My home page and blog is written in Markdown and built with Hakyll. It’s hosted on a Linode VPS account and I update it with Git. Here’s how I do it.
I have my local web site directory:
chris@chrisamilo:~/Projects/chrisdone-homepage$ ls
code css hakyll.hs images index.html posts posts.html README
templates
Which is mostly stolen from Jasper Van der Jeugt’s Hakyll blog example
I work on it locally by building the Hakyll program:
chris@chrisamilo:~/Projects/chrisdone-homepage$ ghc --make hakyll
[1 of 1] Compiling Main ( hakyll.hs, hakyll.o )
Linking hakyll ...
And previewing it locally:
chris@chrisamilo:~/Projects/chrisdone-homepage$ ./hakyll preview
Rendering _site/posts.html
Rendering _site/tags/blog.html
Rendering _site/tags/emacs.html
Rendering _site/tags/hakyll.html
Rendering _site/tags/haskell.html
Rendering _site/tags/twitter.html
Rendering _site/index.html
Rendering _site/posts/2010-04-04-tweet-your-haskell-errors.html
Rendering _site/posts/2010-04-04-hakyll-and-a-new-blog.html
Rendering _site/rss.xml
Starting hakyll server on port 8000...
hakyll preview watches your directories for changes and renders any updated files and saves them in the _site directory.

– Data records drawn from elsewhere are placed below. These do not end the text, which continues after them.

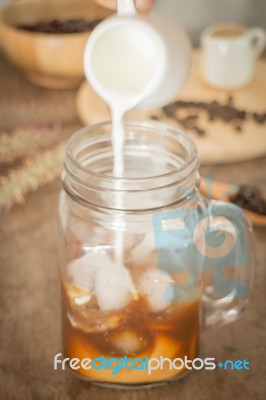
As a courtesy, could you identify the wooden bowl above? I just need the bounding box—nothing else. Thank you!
[0,0,112,89]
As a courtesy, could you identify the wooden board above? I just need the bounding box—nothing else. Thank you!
[77,51,266,164]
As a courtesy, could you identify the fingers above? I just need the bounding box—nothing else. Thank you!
[95,0,155,10]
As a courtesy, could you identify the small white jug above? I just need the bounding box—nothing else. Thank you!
[84,0,191,109]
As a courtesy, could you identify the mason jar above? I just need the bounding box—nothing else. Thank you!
[59,121,253,386]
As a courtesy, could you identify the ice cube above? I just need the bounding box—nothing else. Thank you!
[139,269,174,312]
[67,251,112,291]
[95,262,136,311]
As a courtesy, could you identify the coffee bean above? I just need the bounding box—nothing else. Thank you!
[17,18,102,34]
[230,185,266,215]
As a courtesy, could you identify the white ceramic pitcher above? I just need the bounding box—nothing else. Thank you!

Once I’m happy with all my site/blog changes, I commit them:
chris@chrisamilo:~/Projects/chrisdone-homepage$ git commit -m "added code directory, post about tweeting your haskell errors"
[master 02bc308] added code directory, post about tweeting your haskell errors
4 files changed, 166 insertions(+), 0 deletions(-)
create mode 100644 code/haskell-tweet-errors.el
create mode 100644 images/tweet-haskell-errors.png
create mode 100644 posts/2010-04-04-tweet-your-haskell-errors.markdown
chris@chrisamilo:~/Projects/chrisdone-homepage$ git status
# On branch master
nothing to commit (working directory clean)
Then I (personally) push to github, just because I like looking at projects on Github.
chris@chrisamilo:~/Projects/chrisdone-homepage$ git push github
Counting objects: 18, done.
Delta compression using up to 4 threads.
Compressing objects: 100% (13/13), done.
Writing objects: 100% (13/13), 34.59 KiB, done.
Total 13 (delta 3), reused 0 (delta 0)
To git@github.com:chrisdone/chrisdone-homepage.git
62836bf..02bc308 master -> master
Finally I push to my Linode server, which pushes the commit, then runs the post-receive hook which recompiles the hakyll program, and runs ./hakyll build, which updates the changed files in the _site directory (which is really just a softlink to my /var/www/chrisdone.com directory.)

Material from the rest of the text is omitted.